There was still something at the pit of my stomach, something that still wasn’t sitting right with me. It was the foolish F word that sat in the back of my mind rocking back in forth, back and forth. And now that I’m in college I face the same problem. My parents still call me every now and then and say, “Good Job, Good Job.” Being the first child from my family to be successful in college so far, and actually have a positive experience. This just adds on to the pressure even more and how much I don’t want to fail. The funny part about all of this is that I’m doing fine and actually succeeding, so why do I still fill that I’m not doing enough? Am I afraid of my own success? With that being said I liked this quote from Marianne Williamson’s poem Our Greatest Fear.

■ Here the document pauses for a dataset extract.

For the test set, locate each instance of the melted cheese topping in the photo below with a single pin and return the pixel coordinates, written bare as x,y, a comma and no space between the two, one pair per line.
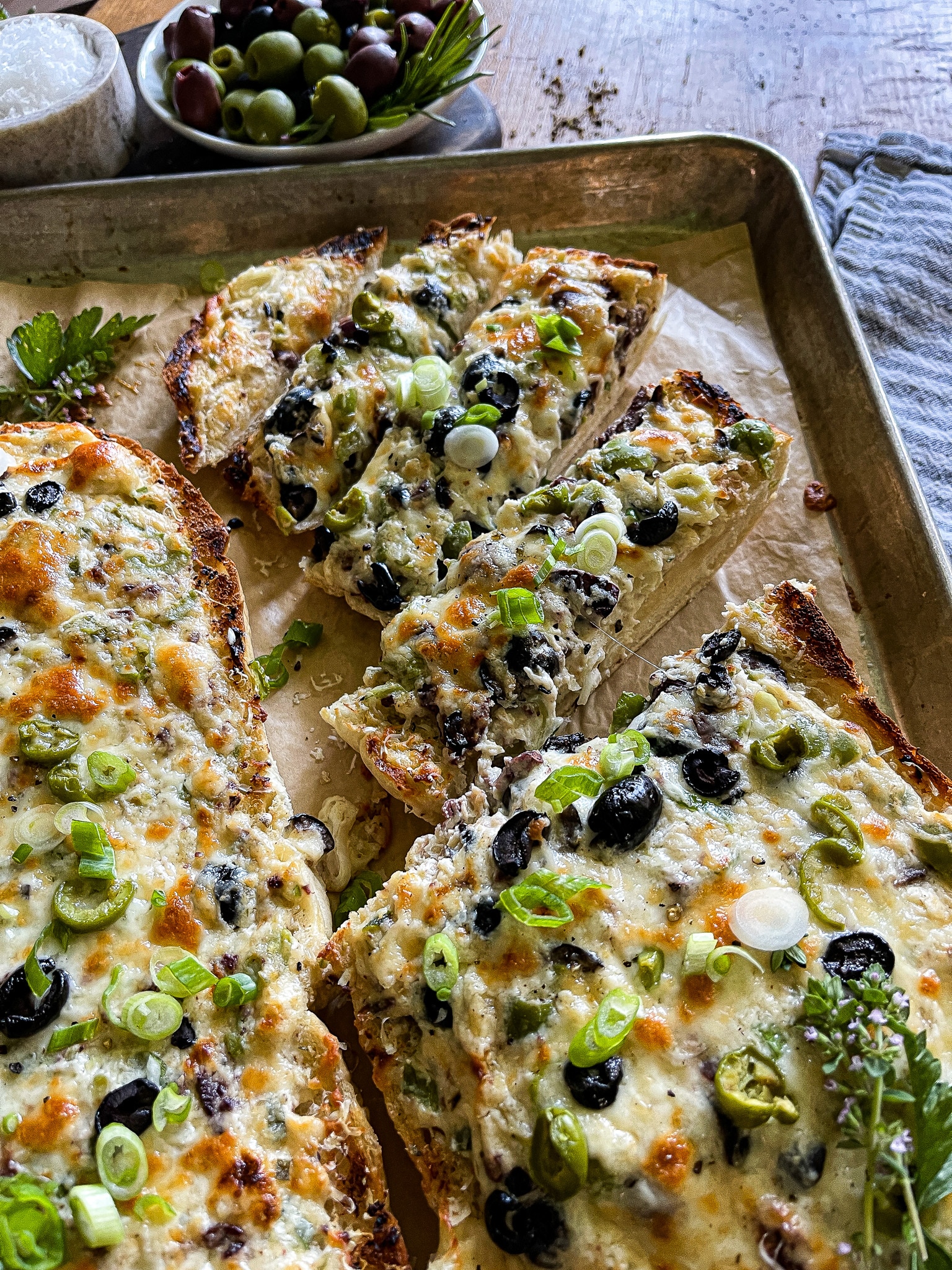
660,1191
108,628
414,497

“Our deepest fear is that we are powerful beyond measure. It is our light not our darkness that most frightens us.”


Explanation:
The fear essay can be considered my favorite essay because I really enjoyed expressing my feelings about the topic. I'm happy that we had this assignment because it was a chance for me to vent about all the things that I was worried about. Plus, after I wrote the essay I felt like a weight was lifted off my shoulders and that I had defeated a heavy burden. It takes a strong person to admit what they are fearful of and it takes an even bigger person to tell others about it. I loved this class so much because I wasn't afraid to express myself and I didn't worry about being wrong because my classmates thought the same way. In the end, the fear essay was also a chance to build connections and get close with other people in my class.